From: ‘Meddle’ (1971)

This 23-minute song is, of course, filled with instrumental wonders — not least of which is a surging organ solo from Wright said to be inspired by the Beach Boys’ ‘Good Vibrations.’ But ‘Echoes’ also stands as a testament to the every-day miracles that happened when Wright and Gilmour shared the mic. “The blend of his and my voices and our musical telepathy,” Gilmour said in his Wright eulogy, “reached their first major flowering in 1971 on ‘Echoes.'”

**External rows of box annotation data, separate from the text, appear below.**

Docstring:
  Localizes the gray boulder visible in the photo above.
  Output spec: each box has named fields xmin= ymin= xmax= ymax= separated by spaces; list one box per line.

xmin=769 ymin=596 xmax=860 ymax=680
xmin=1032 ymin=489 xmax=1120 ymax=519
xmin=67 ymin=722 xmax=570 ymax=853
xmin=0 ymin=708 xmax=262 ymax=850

#2. ‘Shine On You Crazy Diamond’

From: ‘Wish You Were Here’ (1975)

A nine-part composition with additional contributions from both Waters and Gilmour, ‘Shine On’ is Wright’s virtuoso musical moment. The song’s subject, a loving tribute to the by-then quite mad Barrett, often takes a backseat to co-writer Wright’s lengthy turns on the mini-Moog. Later, he adds ARP String Ensemble Synthesizer, piano then Hohner Clavinet — and Pink Floyd’s last truly collaborative project is made complete. “Without his quiet touch,” Gilmour said, “the album ‘Wish You Were Here’ would not quite have worked.”


#1. ‘Time’

From: ‘Dark Side of the Moon’ (1973)

Wright once again shared vocals with Gilmour on the band co-written ‘Time,’ as they explored the idea of lost opportunities. Consistently performed live during Floyd’s 1972-75 and 1987-94 tours, this would often be Wright’s most memorable showcase, though his turn at the mic was — of course — often forgotten amidst Gilmour’s eruptive soloing. Still, from his request that its now-iconic cover image be something “simple and bold,” to notable contributions on this cornerstone track, Wright’s fingerprints are all over ‘Dark Side of the Moon.’